The group was founded just seven weeks ago by a consortium of four companies: Cisco, Aquantia, Freescale and Xilinx. The idea is to promote the development of 2.5 and 5 Gigabit Ethernet via regular cat 5e and cat 6 cable.
Also joining the group were: Aruba Networks, Cavium, Centec Networks, CME Consulting, Microsemi Corp, Ruckus Wireless, GLGNET Electronics, Tehuti Networks, and Vitesse Semiconductor.
Peter Jones is the chairman of the NBASE-T Alliance and a principal engineer at Cisco.

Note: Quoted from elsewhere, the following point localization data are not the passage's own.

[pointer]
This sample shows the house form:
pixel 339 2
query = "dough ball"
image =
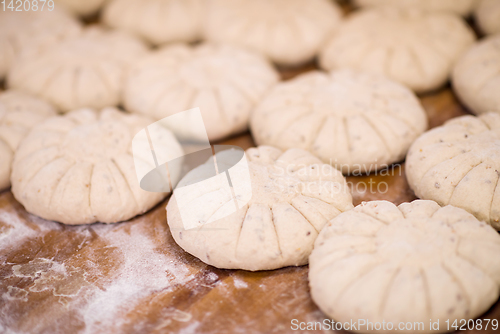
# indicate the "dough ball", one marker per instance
pixel 355 121
pixel 476 76
pixel 459 164
pixel 293 196
pixel 224 81
pixel 19 112
pixel 461 7
pixel 415 48
pixel 78 168
pixel 157 21
pixel 289 32
pixel 409 263
pixel 87 71
pixel 31 31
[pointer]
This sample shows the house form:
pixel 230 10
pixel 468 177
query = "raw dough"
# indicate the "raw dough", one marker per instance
pixel 289 32
pixel 25 31
pixel 293 196
pixel 355 121
pixel 487 16
pixel 224 81
pixel 78 168
pixel 459 164
pixel 476 77
pixel 87 71
pixel 157 21
pixel 19 112
pixel 416 48
pixel 409 263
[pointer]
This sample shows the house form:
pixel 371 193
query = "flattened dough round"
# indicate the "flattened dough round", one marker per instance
pixel 409 263
pixel 459 164
pixel 289 32
pixel 461 7
pixel 32 30
pixel 293 196
pixel 415 48
pixel 157 21
pixel 78 168
pixel 19 112
pixel 355 121
pixel 87 71
pixel 224 81
pixel 476 76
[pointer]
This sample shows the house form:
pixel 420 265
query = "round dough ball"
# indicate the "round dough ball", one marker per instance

In Monday's statement he said that the diversity of the group's new intake of members will be critical to its success.
"We believe this level of diversity and collaboration is a requirement when driving new standards and building the product ecosystem required to support them," he said.
The group bills NBASE-T as merely an extension of existing Ethernet standards, ramping up the possible speed by altering parameters like baud rates and frame duration. In essence, according to the alliance, it's an attempt to boost existing networks to multigigabit speed without having to shell out for 10G Ethernet hardware.
The standard is under consideration by the IEEE -- specifically the 802.3 working group, which formed a smaller study group to help lay the groundwork for an eventual specification.